The plaintiff also relies upon an affidavit which he swore on 2 May 2003 in which he deposes to having negotiated a settlement with the defendant in about November 2001. According to the plaintiff, the defendant then said that he and Supermarine would pay or repay the plaintiff the sum of $500,000 together with interest on that amount at the rate of six per cent per annum from 21 February 2001 until 9 November 2001. When it came to documenting the agreement, however, the plaintiff refused to sign the document submitted by the defendant, because it did not contain a provision, for repayment by 21 January 2002 which the plaintiff believed to have been agreed in the course of negotiations.
Mr Cosgrave who appeared for the plaintiff began his submission by referring to the content of the defendant's affidavit of 12 June 2003 and he submitted that it was either so lacking in detail or in effect so crafted as not truly to comply with the order of Smith J that the defendant depose as to the full details, so far as he is aware of them, of the assets and liabilities of the companies within the SAS Group.
In particular Mr Cosgrave referred to paragraph 12 of the affidavit, which is directed to the assets and liabilities of Strategic Air Services Australia Pty Ltd, and noted that whilst it is asserted by the defendant that the company has assets of approximately $782,000 and liabilities of approximately $212,000, very little detail is given as to how those figures are made up.
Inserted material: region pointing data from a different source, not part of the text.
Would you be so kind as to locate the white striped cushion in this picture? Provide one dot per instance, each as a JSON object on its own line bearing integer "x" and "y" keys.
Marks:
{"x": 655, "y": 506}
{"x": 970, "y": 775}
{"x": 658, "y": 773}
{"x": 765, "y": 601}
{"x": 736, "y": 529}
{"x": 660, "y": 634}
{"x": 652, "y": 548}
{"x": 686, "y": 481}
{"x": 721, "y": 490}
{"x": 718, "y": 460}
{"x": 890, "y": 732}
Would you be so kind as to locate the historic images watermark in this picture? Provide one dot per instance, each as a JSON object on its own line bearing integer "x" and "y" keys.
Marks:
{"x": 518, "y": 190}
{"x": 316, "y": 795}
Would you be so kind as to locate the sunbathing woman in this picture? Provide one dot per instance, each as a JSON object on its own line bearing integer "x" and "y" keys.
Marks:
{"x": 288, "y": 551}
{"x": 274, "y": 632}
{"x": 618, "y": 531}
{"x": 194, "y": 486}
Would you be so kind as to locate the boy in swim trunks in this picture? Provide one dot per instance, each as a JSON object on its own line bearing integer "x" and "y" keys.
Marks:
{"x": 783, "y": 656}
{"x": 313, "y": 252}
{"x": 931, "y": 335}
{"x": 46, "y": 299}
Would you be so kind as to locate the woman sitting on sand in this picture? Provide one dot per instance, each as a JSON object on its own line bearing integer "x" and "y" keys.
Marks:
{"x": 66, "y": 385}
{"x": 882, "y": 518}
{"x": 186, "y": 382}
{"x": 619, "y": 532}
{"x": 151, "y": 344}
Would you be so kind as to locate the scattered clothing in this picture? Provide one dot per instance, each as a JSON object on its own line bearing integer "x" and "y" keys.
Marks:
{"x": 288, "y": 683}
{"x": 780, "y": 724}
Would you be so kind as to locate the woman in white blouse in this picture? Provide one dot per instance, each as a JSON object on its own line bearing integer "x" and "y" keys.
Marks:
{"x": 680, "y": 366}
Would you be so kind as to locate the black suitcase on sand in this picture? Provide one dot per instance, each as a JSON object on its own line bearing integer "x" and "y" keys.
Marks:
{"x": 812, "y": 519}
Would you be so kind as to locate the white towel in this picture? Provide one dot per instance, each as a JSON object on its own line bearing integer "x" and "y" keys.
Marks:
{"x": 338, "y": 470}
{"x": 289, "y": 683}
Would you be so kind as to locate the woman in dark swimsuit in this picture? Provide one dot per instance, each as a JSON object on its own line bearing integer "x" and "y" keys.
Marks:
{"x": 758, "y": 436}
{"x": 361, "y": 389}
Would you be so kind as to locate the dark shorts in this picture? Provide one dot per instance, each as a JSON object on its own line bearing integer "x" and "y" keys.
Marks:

The defendant has exhibited what is described as a profit and loss statement but he has not exhibited or otherwise provided a balance sheet of a kind which one might expect showing details of the assets and liabilities.
Mr Cosgrave made similar observations in respect of paragraph 26 of the affidavit, which is directed to the assets and liabilities of Strategic Air Services Cooperation's Pty Ltd; paragraph 39 of the affidavit which is directed to the assets and liabilities of Strategic Air Services Vanuatu Ltd; paragraph 51 of the affidavit which is directed to the assets and liabilities of Strategic Air Services (NZ) Ltd; paragraph 63 of the affidavit which is directed to Aviation Infrastructure Redevelopment Pty Ltd; and paragraph 74 of the affidavit, which is directed to the assets and liabilities of Daryl Dalket Pty Ltd, and which it is said in the affidavit is the company within the group that provides executive management support to the group and acts as a holding company in Australia for most of the group companies.
Mr Cosgrave suggested that it is remarkable that, in the case of Dalket, there is not only no detail given about the assets and liabilities of the company, there is not any information at all. All that is said is that "its total assets and liabilities" are presently being valued by Armstrong Partners of South Melbourne as a consequence of a number of capital transactions associated with the acquisition of five companies from Michael John Owens, the acquisition of shares from David John Anderson and Amanda Jane Dines, and the distribution of shares held by the estate of the late Denise Sheila Algar - which is to say the deceased's mother - and Strategic Air Services Group of companies’ prospective entry into the new generation joint venture agreement in the South Pacific.
Mr Cosgrave argued that the affidavit material to which he referred, including the paucity of detail provided in the defendant's affidavit of 12 June 2003, demonstrated that a substantial part if not the whole of the $512,000 which the plaintiff had paid to Supermarine had been dissipated amongst companies within the SAS group and that there was now a significant risk of dissipation of the assets which it might be thought would now reflect those moneys.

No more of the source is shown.